By all means enjoy the steamy sex in the first few episodes of Heated Rivlary.  That’s the show’s hook.  But at the end of episode six, know that you stayed for much different reasons.  Then see what you learn from that to deepen and grow the bond you have with your fans by how you do your content.

Karen, Johnny, and Anthony, WNEW-FM, New York with Maury Povich and the Baby Announcement

Coaching a new show this past week, they asked an important question:  how do we become our listeners Netflix?  When I probed what they meant, they told me they want to be top-of-mind when people wake up, much like many of us default, when wanting content on TV, to wonder what’s on Netflix.  It’s a fair ask.  My answer was Netflix has generated so much unique content that they occupy space in our heads for top shelf shows that must be watched.  What does that mean for you?  Once you identify the right topics for your show, focus much of your attention and creativity on what you will do with the topic that will create an experience for those listening where you accrue those images, too.  Intern Anthony and his wife are having a baby.  This is good character development content.  Now the question is how does Karen Carson in the Morning, WNEW-FM, New York City do the gender reveal to the audience so it’s talked about and remembered?  Well, they invite Maury Povich on to do the deed.

Finding the Experts

An easy way to broaden contributors to your show is to ask the audience to call and tell you what they’re an expert in.  Compile the list and gather their contact information.  Then if a news story appears where one of your experts can add to the content or you find an especially quirky person you can build a feature around, you have more people adding to your show.

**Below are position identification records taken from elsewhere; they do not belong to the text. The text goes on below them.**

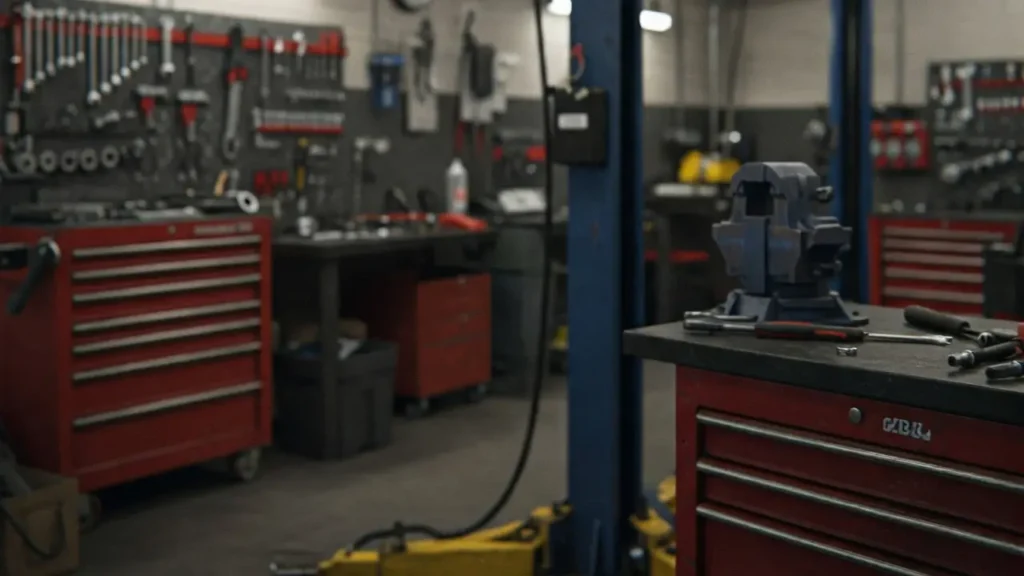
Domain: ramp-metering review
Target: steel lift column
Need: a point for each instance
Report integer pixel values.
(851, 172)
(605, 295)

Chris and Dina, WMAS-FM, Springfield with The Bowl of Confessions

Character development comes in many forms.  When you share a story of something going on in your life, when you’re honest about your take on whatever topic you’re engaging on, and when you are completely vulnerable with the audience.  Strategic character development is the primary instigator of the connection you must form with the audience to build that relationship which leads to loyal listening.  “I feel like I know them,” is a powerful statement any listener can make which proves the connection is happening.  Here’s a unique character development bit as done by Chris and Dina, WMAS-FM, Springfield, MA called the Bowl of Confessions.  They brought into the studio a co-worker who pulled a slip of paper out of a bowl, which contains a statement he had or decide if it was true or a false.  All of it leading to me learning about Chris or Dina.  Listen as the chemistry drives the fun.

Keeping Them Honest!

January means resolutions which means many listeners are waking up early to go to the gym.  Find a few and be their 6am phone call to make sure they’re up and on the road to work out!  It’ll be very funny if they stop answering or you get their voicemail!